I’m very curious. Many active users feel this way? Please vote using the up arrows in the comments.
At first I wasn’t sure about the slur filter, because I thought it could be a bit of clumsy implementation as it could catch a lot of false positives.
But in practice I haven’t noticed it once. I don’t need to punch down on disadvantaged minority groups and call people slurs, so it’s not a problem. If it did catch me, it could be for some slur I had been using without thinking, in which case I would think about it and stop using that word. If it did catch me for a regular word I’m sure I could easily work around it.
Now I think it’s actually a great piece of social hacking, and I fully support it. It seems to annoy and keep away the right kinds of people.
As @realcaseyrollins@lemmy.ml said in this thread: “I’m not active here, but I would be if there wasn’t hard-coded censorship on the software”. To me that shows that it’s working.
We don’t need another reddit full of “centrist” free speech warriors. And we certainly don’t need another 4chan, 8chan, gab, voat, or parler.
It’s nice to have at least one place where as a minority you don’t have to wade through a bunch of slurs and insults and be constantly gaslit by the same circular arguments of people trying to convince you they’re fighting for some noble cause.

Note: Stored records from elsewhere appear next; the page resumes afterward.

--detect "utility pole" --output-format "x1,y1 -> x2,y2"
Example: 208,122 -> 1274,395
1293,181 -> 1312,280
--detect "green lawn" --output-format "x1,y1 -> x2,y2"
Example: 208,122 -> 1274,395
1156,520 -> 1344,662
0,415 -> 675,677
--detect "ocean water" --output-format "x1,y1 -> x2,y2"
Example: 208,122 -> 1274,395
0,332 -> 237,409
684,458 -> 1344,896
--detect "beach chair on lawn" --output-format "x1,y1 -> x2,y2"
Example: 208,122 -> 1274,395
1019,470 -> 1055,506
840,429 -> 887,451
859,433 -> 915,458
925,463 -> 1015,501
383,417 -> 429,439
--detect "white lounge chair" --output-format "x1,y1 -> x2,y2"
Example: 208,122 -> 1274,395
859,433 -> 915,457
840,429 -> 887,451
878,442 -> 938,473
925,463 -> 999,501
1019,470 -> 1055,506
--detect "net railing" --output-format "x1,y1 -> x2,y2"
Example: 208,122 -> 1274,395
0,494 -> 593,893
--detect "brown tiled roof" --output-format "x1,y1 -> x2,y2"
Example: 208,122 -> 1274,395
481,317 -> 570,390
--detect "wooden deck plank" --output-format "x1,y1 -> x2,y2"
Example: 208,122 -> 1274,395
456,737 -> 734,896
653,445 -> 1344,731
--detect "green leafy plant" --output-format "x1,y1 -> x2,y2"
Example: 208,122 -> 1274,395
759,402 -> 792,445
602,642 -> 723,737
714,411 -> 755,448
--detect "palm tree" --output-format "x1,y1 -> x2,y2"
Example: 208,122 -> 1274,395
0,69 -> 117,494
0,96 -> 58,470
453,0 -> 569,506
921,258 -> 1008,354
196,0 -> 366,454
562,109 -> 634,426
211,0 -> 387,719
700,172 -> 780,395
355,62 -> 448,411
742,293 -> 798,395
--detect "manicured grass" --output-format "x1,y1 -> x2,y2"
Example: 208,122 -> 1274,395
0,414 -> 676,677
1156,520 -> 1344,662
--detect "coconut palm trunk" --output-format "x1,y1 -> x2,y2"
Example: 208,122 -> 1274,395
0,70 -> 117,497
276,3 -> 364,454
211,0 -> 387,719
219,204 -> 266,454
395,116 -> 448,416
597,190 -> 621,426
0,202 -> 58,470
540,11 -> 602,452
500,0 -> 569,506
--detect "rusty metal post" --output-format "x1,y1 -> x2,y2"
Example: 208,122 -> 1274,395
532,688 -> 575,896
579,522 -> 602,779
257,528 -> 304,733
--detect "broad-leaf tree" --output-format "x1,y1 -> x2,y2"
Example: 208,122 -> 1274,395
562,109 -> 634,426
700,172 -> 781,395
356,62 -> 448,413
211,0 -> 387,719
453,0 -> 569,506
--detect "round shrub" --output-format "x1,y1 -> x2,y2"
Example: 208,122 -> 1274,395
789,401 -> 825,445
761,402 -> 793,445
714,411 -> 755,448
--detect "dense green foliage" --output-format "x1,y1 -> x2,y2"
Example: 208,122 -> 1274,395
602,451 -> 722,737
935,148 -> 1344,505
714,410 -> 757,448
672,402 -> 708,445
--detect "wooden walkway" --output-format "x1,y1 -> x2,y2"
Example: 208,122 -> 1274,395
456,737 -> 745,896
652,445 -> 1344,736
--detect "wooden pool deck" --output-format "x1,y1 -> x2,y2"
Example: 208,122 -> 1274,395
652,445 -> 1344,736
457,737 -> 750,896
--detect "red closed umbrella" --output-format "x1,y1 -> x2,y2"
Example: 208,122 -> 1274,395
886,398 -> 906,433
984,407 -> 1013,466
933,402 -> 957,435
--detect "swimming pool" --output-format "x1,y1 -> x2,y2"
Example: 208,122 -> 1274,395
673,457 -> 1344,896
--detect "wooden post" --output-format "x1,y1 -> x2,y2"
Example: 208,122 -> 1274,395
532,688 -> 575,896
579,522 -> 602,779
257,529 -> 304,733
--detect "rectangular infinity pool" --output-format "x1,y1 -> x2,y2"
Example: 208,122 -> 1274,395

If a community is to have autonomy it needs some consensus on rules and standards of behavior. If we don’t want to have an authority ruling over us, we need to have responsibility, hold each other accountable, and create an environment where the most vulnerable in our community feel protected and like people are actually going to fight for them.
That’s actually a really good point overall. My issue is with hard coding from a technical point of view. The words to be auto filtered should be in a list with full CRUD capacities managed by who ever put up the server. Or at least a separate confing file. The current implementation is just kind of bad from a technical point of view, raising issues with other languages, since the banned words are not in a clear place.
I think it’s probably important to emphasize at this point that what’s being discussed is essentially a decision about whether or not to put something in a config file. Which is a very different conversation than the grandiose free speech debates some want to have.
If anything, my main issue here is that people can point to this issue and use it as a jumping off point to make “free speech” arguments. It would be good to nip that in the bud.
Exactly this. One problem I’ve noticed - there have been several times where people started threads like these, wanting to have long, fisky, point-by-point debates about everything.
I think it would be extremely helpful to say something to the effect of “this is not a place for The Free Speech Argument.” Even if it’s only applicable to this instance of Lemmy.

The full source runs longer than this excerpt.